アメリカビジネス社会は、感謝祭(Thanksgiving)からクリスマスまでが少しのんびりする。
そこで2-3年前から、12月末ではなく11月末の感謝祭を自分にとっての1年の「おしまい」と区切って休暇を取り、新しい1年を、気持ちの上で、その休暇が明けたところから、つまり少しゆっくり過ごせる12月からスタートすることにした。そうすると、本物の1月には、ちょうどエンジンがかかっていい感じになる。
感謝祭休暇から戻る飛行機の中で、だいたいいつも「Economist」誌編集の「The World in 次の年」を読む。新たな気持ちで「次の年の世界」について読みながら、休暇モードを少しずつ仕事モードに戻していく。今年は「The World in 2005」である。次の年を占うという意味での本筋の記事ではないが、「The Business Books of 2005」(有料)という記事があったので、今日はそれをご紹介しよう。
アメリカでは売れに売れ続ける「ビジョナリー・カンパニー2」
「The bestselling business book of 2005 has almost certainly been published already. And it may well be the same as in 2004--“Good to Great” by Michael Collins, a study of 11 companies and how their managers transformed them from ordinary to extraordinary.」
Collins (Michael CollinsってJim Collinsの間違いだぞ!!!)の「Good to Great」という本の話が冒頭に来ている。膨大な量の経営書が出版されるアメリカで、Collinsのこの本は2001年秋の出版以来、売れに売れ続けている。

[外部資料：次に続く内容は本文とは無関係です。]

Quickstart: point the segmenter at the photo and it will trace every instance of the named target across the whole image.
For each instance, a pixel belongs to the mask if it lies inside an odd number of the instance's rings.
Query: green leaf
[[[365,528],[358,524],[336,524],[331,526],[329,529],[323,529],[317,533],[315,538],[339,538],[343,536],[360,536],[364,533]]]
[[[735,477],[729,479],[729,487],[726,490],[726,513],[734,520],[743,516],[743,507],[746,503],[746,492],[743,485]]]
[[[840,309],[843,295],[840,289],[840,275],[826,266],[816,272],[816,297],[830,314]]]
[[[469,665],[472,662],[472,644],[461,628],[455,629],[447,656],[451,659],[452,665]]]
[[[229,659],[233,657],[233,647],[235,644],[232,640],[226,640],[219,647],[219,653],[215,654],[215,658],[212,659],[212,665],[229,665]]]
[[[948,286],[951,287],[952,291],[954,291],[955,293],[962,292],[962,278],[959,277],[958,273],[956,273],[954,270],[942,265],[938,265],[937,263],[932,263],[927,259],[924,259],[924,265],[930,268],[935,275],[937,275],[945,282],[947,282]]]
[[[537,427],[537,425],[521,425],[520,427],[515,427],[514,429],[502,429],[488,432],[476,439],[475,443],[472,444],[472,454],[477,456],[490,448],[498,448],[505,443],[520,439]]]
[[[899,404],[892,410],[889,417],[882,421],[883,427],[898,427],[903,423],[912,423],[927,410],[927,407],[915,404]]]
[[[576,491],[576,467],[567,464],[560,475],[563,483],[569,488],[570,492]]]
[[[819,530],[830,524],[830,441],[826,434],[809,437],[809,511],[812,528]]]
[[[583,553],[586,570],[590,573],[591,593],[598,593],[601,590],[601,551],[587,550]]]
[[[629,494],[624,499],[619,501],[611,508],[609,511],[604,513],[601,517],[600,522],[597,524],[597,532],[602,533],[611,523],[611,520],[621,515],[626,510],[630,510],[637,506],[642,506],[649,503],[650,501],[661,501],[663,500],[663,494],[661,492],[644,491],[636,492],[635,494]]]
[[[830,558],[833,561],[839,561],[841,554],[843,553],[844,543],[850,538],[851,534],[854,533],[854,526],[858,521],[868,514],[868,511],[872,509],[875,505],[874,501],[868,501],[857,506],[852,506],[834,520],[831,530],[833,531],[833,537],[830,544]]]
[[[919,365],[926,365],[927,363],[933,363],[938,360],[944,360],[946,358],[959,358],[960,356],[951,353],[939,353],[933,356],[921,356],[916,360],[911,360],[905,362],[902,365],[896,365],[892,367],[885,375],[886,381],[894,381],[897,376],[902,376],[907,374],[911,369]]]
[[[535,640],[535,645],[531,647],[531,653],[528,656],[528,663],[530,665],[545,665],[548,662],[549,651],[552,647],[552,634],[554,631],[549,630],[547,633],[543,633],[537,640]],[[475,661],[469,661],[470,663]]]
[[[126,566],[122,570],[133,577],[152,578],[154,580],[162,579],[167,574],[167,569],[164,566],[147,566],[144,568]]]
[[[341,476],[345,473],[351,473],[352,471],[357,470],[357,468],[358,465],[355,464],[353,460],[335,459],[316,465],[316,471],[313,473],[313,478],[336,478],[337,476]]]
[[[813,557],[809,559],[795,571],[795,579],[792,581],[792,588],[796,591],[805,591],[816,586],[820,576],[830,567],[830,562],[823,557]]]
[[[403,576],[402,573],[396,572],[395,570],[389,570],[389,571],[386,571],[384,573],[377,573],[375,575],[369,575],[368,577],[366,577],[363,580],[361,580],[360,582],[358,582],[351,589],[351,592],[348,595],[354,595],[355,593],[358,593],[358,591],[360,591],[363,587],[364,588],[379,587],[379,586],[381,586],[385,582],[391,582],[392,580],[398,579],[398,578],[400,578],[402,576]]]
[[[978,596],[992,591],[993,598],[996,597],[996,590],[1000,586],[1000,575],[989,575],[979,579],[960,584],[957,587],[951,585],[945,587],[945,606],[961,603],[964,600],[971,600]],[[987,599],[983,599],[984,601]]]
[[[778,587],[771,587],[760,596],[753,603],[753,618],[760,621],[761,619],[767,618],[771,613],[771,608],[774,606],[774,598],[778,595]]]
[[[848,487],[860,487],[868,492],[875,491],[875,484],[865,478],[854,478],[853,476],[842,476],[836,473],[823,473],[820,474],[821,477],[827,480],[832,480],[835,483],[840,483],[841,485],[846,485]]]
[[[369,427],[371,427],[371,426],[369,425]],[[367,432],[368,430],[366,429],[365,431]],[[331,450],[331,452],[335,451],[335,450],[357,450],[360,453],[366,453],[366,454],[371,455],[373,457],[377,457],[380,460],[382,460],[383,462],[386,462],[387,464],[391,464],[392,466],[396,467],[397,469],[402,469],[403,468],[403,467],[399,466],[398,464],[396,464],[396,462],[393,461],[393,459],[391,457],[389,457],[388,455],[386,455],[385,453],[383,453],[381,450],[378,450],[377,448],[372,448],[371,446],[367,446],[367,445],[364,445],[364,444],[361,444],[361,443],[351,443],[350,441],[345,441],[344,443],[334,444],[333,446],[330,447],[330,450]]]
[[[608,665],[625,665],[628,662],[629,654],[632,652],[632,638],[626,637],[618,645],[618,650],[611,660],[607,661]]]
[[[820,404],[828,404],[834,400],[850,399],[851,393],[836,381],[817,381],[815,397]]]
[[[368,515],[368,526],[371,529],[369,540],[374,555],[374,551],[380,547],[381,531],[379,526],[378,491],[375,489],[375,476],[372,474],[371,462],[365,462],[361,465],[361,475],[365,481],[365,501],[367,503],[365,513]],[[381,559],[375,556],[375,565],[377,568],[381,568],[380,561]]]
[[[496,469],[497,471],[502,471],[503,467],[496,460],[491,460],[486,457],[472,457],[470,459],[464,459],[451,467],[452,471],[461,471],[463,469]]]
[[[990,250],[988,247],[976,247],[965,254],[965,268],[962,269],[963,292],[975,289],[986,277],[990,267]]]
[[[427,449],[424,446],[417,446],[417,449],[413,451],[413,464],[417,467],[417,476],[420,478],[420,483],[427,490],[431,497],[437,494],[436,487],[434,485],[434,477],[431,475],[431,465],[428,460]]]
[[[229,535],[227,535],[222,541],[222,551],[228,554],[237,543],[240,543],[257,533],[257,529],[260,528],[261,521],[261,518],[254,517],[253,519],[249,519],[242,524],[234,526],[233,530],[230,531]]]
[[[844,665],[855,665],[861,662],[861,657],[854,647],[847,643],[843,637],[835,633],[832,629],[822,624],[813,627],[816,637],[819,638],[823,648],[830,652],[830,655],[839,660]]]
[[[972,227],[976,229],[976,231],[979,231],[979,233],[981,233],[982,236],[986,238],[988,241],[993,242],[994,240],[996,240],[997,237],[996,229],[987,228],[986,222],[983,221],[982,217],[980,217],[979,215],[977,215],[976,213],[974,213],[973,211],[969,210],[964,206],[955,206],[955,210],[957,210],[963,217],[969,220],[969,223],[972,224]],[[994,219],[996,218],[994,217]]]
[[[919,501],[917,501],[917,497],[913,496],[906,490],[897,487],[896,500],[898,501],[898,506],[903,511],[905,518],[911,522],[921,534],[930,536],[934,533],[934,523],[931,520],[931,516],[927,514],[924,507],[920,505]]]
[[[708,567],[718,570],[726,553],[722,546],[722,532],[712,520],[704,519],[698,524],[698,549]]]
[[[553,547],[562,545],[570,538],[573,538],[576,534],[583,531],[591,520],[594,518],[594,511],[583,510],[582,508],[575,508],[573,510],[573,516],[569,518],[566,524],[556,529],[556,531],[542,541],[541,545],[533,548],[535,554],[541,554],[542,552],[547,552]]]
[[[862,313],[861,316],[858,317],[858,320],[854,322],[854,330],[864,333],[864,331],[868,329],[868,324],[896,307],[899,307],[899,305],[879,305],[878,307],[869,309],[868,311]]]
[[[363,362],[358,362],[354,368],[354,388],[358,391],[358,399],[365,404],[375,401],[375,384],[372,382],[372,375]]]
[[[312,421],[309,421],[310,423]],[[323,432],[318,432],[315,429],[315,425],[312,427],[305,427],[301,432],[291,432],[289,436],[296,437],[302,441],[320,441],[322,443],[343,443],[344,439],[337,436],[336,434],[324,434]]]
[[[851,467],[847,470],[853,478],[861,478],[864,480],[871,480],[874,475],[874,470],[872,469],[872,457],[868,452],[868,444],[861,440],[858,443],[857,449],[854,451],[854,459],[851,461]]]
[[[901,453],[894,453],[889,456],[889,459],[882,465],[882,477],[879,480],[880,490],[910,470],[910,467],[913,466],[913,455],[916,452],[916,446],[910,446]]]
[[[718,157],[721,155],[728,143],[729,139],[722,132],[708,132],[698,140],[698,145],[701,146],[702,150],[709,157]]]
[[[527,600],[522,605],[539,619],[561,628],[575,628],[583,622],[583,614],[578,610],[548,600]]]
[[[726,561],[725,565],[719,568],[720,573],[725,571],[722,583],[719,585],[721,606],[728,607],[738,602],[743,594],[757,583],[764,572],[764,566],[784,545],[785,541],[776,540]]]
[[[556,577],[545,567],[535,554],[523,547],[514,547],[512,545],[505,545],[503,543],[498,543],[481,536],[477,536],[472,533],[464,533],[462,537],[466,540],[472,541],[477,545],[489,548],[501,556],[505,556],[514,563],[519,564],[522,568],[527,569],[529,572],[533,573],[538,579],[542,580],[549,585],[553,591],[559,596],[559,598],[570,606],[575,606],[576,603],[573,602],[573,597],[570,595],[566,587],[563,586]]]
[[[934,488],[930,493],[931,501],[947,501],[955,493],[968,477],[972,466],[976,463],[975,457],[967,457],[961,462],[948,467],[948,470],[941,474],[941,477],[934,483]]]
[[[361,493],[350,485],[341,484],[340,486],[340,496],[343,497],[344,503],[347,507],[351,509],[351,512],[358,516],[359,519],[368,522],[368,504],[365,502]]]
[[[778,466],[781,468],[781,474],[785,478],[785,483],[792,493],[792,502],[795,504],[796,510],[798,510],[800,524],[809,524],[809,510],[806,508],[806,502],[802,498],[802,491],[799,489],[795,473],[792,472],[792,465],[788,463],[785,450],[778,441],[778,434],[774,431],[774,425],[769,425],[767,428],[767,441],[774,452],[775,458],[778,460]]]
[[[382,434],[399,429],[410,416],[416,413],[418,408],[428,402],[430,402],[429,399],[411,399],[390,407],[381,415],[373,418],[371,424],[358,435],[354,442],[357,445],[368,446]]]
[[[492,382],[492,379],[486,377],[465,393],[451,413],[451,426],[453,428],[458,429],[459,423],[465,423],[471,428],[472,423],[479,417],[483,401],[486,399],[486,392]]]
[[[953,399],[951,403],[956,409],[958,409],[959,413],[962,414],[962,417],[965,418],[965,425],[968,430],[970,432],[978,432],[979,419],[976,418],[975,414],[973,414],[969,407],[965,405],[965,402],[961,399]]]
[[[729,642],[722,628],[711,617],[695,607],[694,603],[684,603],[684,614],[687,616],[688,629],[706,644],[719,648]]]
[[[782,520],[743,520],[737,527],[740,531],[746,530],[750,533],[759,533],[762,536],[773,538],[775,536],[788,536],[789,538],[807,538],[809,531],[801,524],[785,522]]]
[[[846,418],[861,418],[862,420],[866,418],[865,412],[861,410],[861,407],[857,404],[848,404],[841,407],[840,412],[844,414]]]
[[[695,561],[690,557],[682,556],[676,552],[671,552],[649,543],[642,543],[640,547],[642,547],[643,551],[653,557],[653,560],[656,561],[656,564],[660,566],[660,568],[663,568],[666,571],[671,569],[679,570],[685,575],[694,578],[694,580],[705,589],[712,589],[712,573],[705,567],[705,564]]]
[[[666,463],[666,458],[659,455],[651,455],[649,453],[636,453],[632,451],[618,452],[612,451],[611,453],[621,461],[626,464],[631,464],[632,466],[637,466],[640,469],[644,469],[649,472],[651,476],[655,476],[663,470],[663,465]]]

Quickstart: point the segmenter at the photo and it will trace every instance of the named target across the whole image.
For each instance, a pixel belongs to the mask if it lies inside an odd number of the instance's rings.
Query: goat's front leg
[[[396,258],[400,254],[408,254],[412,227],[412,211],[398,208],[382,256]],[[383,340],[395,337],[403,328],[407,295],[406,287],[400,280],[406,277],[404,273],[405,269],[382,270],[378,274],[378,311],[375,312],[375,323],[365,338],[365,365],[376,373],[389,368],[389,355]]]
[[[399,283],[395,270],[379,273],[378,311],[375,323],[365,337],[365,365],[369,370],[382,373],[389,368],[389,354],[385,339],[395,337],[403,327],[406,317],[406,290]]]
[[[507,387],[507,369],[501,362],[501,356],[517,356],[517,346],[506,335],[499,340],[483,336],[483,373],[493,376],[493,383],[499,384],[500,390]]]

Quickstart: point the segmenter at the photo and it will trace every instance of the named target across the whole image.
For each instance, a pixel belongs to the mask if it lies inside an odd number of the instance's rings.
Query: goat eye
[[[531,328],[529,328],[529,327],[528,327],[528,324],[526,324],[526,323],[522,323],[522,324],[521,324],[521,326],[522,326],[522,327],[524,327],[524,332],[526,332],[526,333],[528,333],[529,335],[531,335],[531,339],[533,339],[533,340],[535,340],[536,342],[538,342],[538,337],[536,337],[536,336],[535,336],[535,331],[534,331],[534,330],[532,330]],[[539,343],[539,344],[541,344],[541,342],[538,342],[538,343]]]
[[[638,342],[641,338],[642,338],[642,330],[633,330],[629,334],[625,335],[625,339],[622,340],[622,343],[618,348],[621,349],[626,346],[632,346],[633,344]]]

「The book has been on the New York Times list of bestselling non-fiction almost continually since its publication in autumn 2001, and it has overtaken the 1982 classic, “In Search of Excellence” by Tom Peters and Bob Waterman, as the bestselling business book of all time.」
20年以上前の「エクセレント・カンパニー」以来の売れ方。実際にアメリカ人の友人の間でも、この本の信奉者はけっこう多い。
邦訳は「ビジョナリー・カンパニー2 飛躍の法則」である。この本、日本でぜんぜん売れてないというほどではないが、アメリカでの売れ方、受け入れられ方から比べると、日本でのプレゼンスは限りなく小さい。その理由の一つは、日本であまりなじみのないアメリカの会社が、この本での詳述対象となっているからだと思われる。
「Good to Great」で詳述されている11社とは、Wells Fargo、Kroger、Walgreens、Nucor、Kimberly-Clark、Abbot Labs、Fannie Mae、Philip Morris、Gillette、Pitney Bowes、Circuit City。これではなかなか日本人には興味がわかない。
コロラドをベースに調査を続けるコリンズ
著者のJim Collinsは、もともとはスタンフォード大学にいたのだが、企業研究をするための調査研究会社を郷里のコロラドに作って、今は調査・コンサルティング・執筆・講演活動に専心している。
「Driven by a relentless curiosity, Jim began his research and teaching career on the faculty of Stanford’s Graduate School of Business, where he received the Distinguished Teaching Award. After seven years at Stanford, Jim returned to his hometown of Boulder, Colorado, to found his management research laboratory. “I am a self-employed professor who endowed his own chair and granted himself tenure,” he is fond of saying.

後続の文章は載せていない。